Large site only indexing 130 pages out of 1000s
« on: October 07, 2010, 11:52:43 PM »
Hi,

I am having some problems getting my site crawled properly so that the whole thing is indexed.

Is there any settings I should change to get the whole site indexed?  The site has about 40,000 pages.

An example of a root to a page not being indexed would be

1. [ External links are visible to forum administrators only ]
2. [ External links are visible to forum administrators only ]
3  [ External links are visible to forum administrators only ]
4  [ External links are visible to forum administrators only ]

Number one and two are indexed ok - but it does not seem to follow the links on 2 so it never reaches 3 & 4.

Do you have any ideas what I could change to make this work.

Andrew
Re: Large site only indexing 130 pages out of 1000s
« Reply #1 on: October 08, 2010, 09:35:09 AM »
Hello,

looks like links 3 and 4 are pointing to www domain, while starting link is from non-www domain. You should use [ External links are visible to logged in users only ] as Starting URL to resolve that.
Re: Large site only indexing 130 pages out of 1000s
« Reply #2 on: October 08, 2010, 07:18:44 PM »
Hi,

Thats great its seems to be working better now!

But I am getting the error message:

fatal error: Allowed memory size of 67108864 bytes exhausted (tried to allocate 15466507 bytes) in /home/squ1981/public_html/brightmindsrecruitment.co.uk/generator/pages/class.utils.inc.php(2) : eval()'d code on line 27

Do you have any idea on how to deal with this / reduce the impact of the crawl so it can get all the way through.

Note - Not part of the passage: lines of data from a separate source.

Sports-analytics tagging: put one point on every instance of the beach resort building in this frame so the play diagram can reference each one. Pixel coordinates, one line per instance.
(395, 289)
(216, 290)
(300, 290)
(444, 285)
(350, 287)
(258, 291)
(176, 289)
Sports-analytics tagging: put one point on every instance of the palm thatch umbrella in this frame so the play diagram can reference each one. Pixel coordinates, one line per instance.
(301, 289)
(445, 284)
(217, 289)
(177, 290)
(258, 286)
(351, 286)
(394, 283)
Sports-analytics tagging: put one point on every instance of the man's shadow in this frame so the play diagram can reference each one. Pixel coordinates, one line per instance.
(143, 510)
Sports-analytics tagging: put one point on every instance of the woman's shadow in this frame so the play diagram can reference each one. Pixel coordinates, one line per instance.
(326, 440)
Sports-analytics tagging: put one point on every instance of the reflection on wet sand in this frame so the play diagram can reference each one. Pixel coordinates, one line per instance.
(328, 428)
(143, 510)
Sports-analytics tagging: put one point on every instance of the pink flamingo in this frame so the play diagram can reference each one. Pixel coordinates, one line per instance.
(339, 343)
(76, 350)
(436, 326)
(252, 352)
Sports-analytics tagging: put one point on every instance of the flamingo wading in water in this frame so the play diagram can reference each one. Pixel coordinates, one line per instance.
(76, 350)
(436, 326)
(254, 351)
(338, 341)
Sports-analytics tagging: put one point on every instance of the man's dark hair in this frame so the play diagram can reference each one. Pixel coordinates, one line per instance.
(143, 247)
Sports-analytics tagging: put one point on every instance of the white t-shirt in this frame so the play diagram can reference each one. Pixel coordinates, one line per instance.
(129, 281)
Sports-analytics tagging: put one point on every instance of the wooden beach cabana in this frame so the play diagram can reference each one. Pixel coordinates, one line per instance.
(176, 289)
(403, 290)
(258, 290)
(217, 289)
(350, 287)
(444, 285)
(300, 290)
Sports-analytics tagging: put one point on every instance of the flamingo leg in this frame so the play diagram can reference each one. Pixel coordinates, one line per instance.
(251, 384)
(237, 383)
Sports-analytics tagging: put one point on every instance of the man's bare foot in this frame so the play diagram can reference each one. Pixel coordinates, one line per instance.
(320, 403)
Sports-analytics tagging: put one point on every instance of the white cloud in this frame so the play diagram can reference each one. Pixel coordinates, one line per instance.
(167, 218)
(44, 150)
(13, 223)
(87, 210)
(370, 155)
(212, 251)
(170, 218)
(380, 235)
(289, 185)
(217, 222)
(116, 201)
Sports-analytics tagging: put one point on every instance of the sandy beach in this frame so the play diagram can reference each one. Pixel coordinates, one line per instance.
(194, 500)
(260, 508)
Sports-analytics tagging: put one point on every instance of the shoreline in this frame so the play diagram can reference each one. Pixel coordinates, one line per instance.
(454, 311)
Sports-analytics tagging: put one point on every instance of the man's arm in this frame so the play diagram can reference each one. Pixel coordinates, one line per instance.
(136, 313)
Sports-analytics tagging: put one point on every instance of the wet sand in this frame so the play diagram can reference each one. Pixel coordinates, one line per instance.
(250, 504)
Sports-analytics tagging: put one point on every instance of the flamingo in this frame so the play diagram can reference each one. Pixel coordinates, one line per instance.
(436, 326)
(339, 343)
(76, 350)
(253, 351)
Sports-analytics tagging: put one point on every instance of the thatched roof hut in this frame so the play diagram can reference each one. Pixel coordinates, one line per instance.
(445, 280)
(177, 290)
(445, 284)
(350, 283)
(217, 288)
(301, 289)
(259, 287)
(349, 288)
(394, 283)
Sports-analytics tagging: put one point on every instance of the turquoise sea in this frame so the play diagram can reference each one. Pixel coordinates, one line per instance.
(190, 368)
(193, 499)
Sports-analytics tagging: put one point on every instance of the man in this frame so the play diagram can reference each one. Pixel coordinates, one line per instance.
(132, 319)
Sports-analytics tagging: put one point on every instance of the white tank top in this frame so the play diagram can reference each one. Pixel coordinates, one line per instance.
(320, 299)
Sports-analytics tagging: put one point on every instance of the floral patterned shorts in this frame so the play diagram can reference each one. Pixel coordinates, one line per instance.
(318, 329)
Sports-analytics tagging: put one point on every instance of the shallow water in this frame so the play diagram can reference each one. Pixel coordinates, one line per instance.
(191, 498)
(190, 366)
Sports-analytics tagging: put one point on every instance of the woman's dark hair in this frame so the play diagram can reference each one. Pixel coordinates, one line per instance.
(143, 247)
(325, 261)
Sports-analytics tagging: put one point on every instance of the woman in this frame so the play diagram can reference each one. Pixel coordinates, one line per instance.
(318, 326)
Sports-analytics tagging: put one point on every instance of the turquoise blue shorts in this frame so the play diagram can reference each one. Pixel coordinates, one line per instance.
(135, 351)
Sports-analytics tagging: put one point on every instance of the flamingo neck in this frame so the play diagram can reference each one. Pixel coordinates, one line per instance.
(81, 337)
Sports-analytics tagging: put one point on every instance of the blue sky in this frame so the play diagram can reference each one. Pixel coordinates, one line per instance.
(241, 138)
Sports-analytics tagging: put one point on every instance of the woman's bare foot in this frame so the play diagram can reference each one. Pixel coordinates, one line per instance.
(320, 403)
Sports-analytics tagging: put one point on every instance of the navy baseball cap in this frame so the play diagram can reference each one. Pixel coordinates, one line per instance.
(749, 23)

Re: Large site only indexing 130 pages out of 1000s
« Reply #3 on: October 08, 2010, 09:04:15 PM »
Hello,

it looks like your server configuration doesn't allow to run the script long enough to create full sitemap. Please try to increase memory_limit and max_execution_time settings in php configuration at your host (php.ini file) or contact hosting support regarding this.